Глава 12

Chapitre quinze – Retour au bordel

Une fois tout le monde arrivé, je réalisai que cette Tour Yiyue abritait quinze hommes, la plupart d'une beauté exceptionnelle, et même ceux qui l'étaient moins étaient bien plus séduisants que la plupart des hommes. C'était un véritable régal pour les yeux ! J'imaginais qu'ils s'étaient donné tant de mal pour trouver autant de beaux garçons afin de divertir des femmes riches et influentes. De plus, chaque homme semblait posséder un charme unique

: certains étaient distants, d'autres envoûtants, d'autres encore rayonnants, sans doute adaptés à tous les types de femmes. Perdue dans mes pensées, j'attendis que le silence se fasse avant de demander doucement

: «

Êtes-vous tous venus ici de votre plein gré

?

»

Une discussion s'est engagée dans la foule, mais personne n'a répondu.

« Je pose juste une question. Permettez-moi de me présenter. Je représente Jun Yihao. Vous pouvez me faire confiance. Je vais changer le fonctionnement de ce bordel. » Un autre tumulte s'éleva en contrebas, mais la douzaine d'hommes environ restèrent silencieux.

J'ai lancé à chacun un regard froid, et ils se sont un peu calmés en voyant mon air indifférent. Il semblerait que passer autant de temps aux côtés de Jun Yihao leur ait appris deux ou trois choses sur son attitude froide et autoritaire

; heureusement, cela s'est avéré utile aujourd'hui.

« J'ai observé le fonctionnement de la Tour Yiyue aujourd'hui et j'ai constaté quelques problèmes. Beaucoup de visiteurs sont des érudits, il vous faut donc adapter votre activité à leurs besoins. Nombre d'entre eux recherchent une oreille attentive. Je propose donc de vous diviser en deux groupes

: le premier se proposera volontairement comme prostitués, et le second vendra ses œuvres d'art. Ah oui, j'allais oublier

: si vous avez suffisamment d'argent et souhaitez racheter votre liberté, c'est également possible. » Après avoir terminé mon discours, j'ai attentivement observé les expressions de chacun en contrebas.
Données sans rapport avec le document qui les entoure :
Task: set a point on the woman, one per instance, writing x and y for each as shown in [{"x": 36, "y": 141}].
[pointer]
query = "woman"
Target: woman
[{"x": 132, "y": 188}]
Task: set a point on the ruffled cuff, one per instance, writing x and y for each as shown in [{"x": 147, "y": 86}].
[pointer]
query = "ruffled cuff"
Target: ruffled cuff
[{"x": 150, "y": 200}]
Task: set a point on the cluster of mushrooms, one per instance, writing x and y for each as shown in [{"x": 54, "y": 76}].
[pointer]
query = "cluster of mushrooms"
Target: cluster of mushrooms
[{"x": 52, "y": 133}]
Les gens en bas me regardaient avec incrédulité, et personne n'osait répondre. Je me sentais un peu vaincu

; quelle société féodale perverse

!

« Je... je... je veux chanter pour gagner ma vie », dit une femme d'une voix faible. Après ces mots, les autres la regardèrent avec pitié, pensant sans doute que cela ruinerait sa carrière. Mais moi, j'étais ravi et j'admirais son courage.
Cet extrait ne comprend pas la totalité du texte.